Infrastructure & Tooling
- Terraform modules must tag every S3/Blob bucket with `purpose`, `retention_days`, `pii_level`.
- Enable AWS Macie / GCP DLP scans nightly; send findings to central SIEM.
- GitHub Actions job `check_schema_diff` compares current Pydantic models vs main; fails if new personal fields exist without `CHANGELOG.md` & DPO ticket reference.
Testing
- Use Hypothesis strategies that generate edge-case payloads with excessive/unknown fields to assert `DataExcessError`.
- Run quarterly synthetic data drills: seed masked data ➜ run production read-paths ➜ verify zero failures.
- Unit tests must include `pytest.mark.retention` asserting `delete_outdated_records()` removes entities > retention.
Performance Patterns
- Retrieve only hashes/identifiers required for joins; avoid wide tables.
- Implement lazy loading for optional personal data (`/details` endpoint separated from `/summary`).
- Use columnar storage (e.g., Parquet) for anonymised aggregates; no row-level PII = faster analytics.
Security
- Enforce TLS 1.3; HSTS on public endpoints.
- Store encryption keys in Vault; rotate every 90 days.
- Default KMS with `pii_level=high` alias; deny decrypt if IAM context lacks `purpose` tag match.

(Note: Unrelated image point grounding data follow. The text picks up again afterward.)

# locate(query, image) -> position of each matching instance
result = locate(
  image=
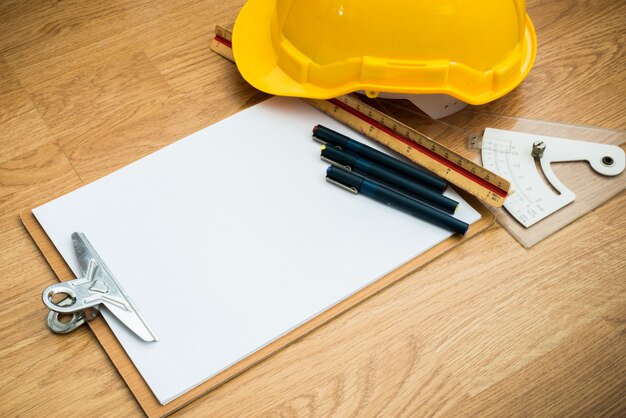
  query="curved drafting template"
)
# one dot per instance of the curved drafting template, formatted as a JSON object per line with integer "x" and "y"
{"x": 511, "y": 155}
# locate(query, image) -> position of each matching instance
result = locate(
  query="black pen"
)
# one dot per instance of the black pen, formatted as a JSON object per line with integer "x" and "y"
{"x": 348, "y": 160}
{"x": 328, "y": 136}
{"x": 358, "y": 184}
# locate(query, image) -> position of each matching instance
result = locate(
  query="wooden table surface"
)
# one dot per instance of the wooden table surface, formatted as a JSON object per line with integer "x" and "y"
{"x": 488, "y": 329}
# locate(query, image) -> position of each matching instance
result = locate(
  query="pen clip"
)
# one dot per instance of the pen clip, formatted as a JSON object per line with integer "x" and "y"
{"x": 352, "y": 190}
{"x": 335, "y": 163}
{"x": 321, "y": 141}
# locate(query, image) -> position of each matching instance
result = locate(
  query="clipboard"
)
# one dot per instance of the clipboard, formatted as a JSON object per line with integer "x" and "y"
{"x": 140, "y": 388}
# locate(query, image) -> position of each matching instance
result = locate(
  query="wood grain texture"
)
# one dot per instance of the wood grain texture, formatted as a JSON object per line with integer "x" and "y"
{"x": 488, "y": 329}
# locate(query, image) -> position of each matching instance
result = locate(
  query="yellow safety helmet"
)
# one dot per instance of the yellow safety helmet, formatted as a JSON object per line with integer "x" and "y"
{"x": 473, "y": 50}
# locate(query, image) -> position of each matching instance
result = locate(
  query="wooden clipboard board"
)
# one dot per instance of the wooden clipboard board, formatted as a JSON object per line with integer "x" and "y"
{"x": 131, "y": 375}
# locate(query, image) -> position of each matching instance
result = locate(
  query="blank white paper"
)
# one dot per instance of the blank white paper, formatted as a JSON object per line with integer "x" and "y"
{"x": 231, "y": 237}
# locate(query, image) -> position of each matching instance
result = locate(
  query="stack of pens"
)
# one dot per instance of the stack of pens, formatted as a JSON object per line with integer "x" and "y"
{"x": 359, "y": 168}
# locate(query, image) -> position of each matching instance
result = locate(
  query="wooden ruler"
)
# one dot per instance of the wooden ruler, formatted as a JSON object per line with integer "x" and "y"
{"x": 428, "y": 153}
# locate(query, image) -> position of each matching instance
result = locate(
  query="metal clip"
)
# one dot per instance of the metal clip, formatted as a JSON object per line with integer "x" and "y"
{"x": 84, "y": 295}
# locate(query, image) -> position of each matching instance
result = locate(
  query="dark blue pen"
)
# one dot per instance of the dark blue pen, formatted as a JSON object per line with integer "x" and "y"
{"x": 328, "y": 136}
{"x": 358, "y": 184}
{"x": 380, "y": 173}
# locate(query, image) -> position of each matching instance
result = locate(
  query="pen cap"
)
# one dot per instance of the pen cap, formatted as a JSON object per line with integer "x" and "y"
{"x": 344, "y": 177}
{"x": 329, "y": 136}
{"x": 338, "y": 156}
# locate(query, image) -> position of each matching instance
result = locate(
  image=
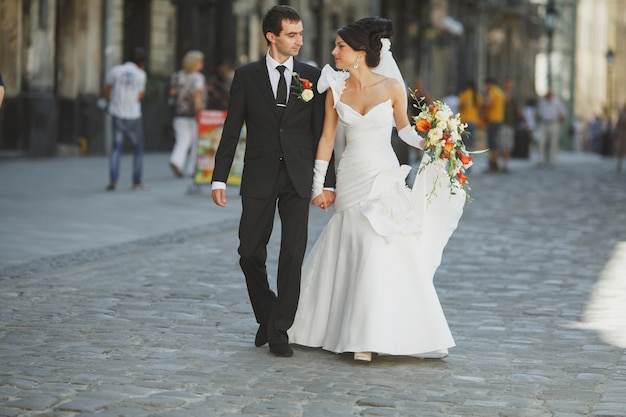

- Masked/anonymised datasets must still be encrypted at rest.
Retention & Deletion Automation
- Implement `cleanup.py` cron job:
```python
for model in ALL_MODELS:
table = model.__tablename__
cutoff = datetime.utcnow() - timedelta(days=model.__meta__.retention)
db.execute(text(f"DELETE FROM {table} WHERE created_at < :cutoff"), {"cutoff": cutoff})
```
- Log # rows purged; alert if deletion fails.
Common Pitfalls & How to Avoid
- "Shadow fields": engineers add `metadata` JSON column to sneak in extra info ➜ blocked by `JSON_SCHEMA_VALIDATOR`.
- Leaving hashed email reversible by using salt = email domain ➜ always use cryptographically secure random salt stored separately.
- Forgetting to delete backups ➜ apply same lifecycle policies to backup buckets.
Example Minimal Endpoint
```python
class UserCreate(BaseModel):
email: EmailStr
username: constr(min_length=3, max_length=30)
purpose: Literal["registration"] = Field(..., description="Purpose: account creation")
__meta__ = Retention(days=365*3)
@app.post("/users", status_code=201, response_model=UserPublic)
async def create_user(data: UserCreate, consent=Depends(get_consent)):
user_id = await svc.create_user(data)
return await svc.get_user_public(user_id)
```
Adoption Checklist
- [ ] Data map created with stakeholders, listing purpose & retention for each field.
- [ ] Pydantic models reviewed by DPO.
- [ ] CI guards in place (schema diff, DLP scan).
- [ ] Monitoring & alerting for excessive collection events.
- [ ] Quarterly minimisation audit scheduled.